Income statement - positives
* Dividend/interest income from Trust Account is material and offsets operating costs: $273,676 (Q2) and $581,563 (6M), reducing reported net loss.
* Company secured ongoing sponsor support and multiple related‑party loan facilities (Eternal, extension notes, sponsor promissory notes) - these provided cash to pay obligations and fund extension requirements.
* Subsequent financing commitments (disclosed as post‑period events) indicate potential future funding: Purchase Agreement for up to $75.0 million (Helena) and a Securities Purchase Agreement providing up to $11.0 million of senior convertible notes (Sep 19, 2025 events).

Income statement / financials - negatives and risks
* Operating costs remain significant relative to operating cash (formation & operating costs $879,013 YTD vs. $3,909 cash outside Trust Account).
* Heavy redemption activity cut Trust funds sharply (~$24.67M removed) - reduces acquisition firepower and future interest/dividend income.
* Reported net loss persists (6M $(357,450)) and shareholders' deficit is deep: $(9,255,111).
* Extremely thin liquidity outside Trust Account (only $3,909): material doubt on going concern - company discloses substantial doubt about ability to continue one year from issuance date.
* High related‑party exposure and concentrated sponsor control (~77.65% ownership after conversions) creates governance and dependency risk.
* Material weakness in internal controls identified (under‑accrual of legal fees) - increases risk of misstatements and weak disclosure controls.
* Nasdaq delisting / suspension (Apr 10, 2025) materially reduces market access, liquidity and investor base.

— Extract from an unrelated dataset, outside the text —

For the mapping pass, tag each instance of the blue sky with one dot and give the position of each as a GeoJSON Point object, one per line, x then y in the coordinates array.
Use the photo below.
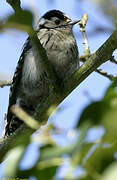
{"type": "Point", "coordinates": [92, 88]}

Operational status and near‑term focus
* Objective: complete an initial business combination by the extended deadline (extended to Nov 2, 2025 per disclosures).
* Key focus is financing/closing the GreenRock business combination (agreements exist and amendments were negotiated) and completing committed backstop financings (Helena / SPA items disclosed Sept 19, 2025).
* Management is reliant on sponsor/related parties for monthly extension deposits and working capital loans; several extension notes and loans remain outstanding and were extended (maturities amended to Dec 31, 2025 per subsequent amendment).

What to watch next
* Progress and timing on the GreenRock business combination and whether the post‑period financing commitments close as planned (Helena $75M equity facility and $11M SPA convertible notes).
* Trust Account balance after any further redemptions or extension deposits - that balance drives redeemability value and ability to fund a transaction.
* Clarification/remediation of internal control weaknesses and any restatements or material adjustments.
* Any additional sponsor or third‑party funding, and timing of repayments/conversions of related‑party loans (Eternal and promissory notes).

Bottom line: ClimateRock is a SPAC with a now much smaller Trust Account after heavy redemptions, minimal cash outside trust ($3,909), ongoing net losses but some offset from Trust income, and clear going‑concern risk. The company's path depends on completing the proposed business combination and closing the substantial post‑period financing commitments; until then liquidity, sponsor dependence, Nasdaq delisting and internal control weaknesses are the primary negatives.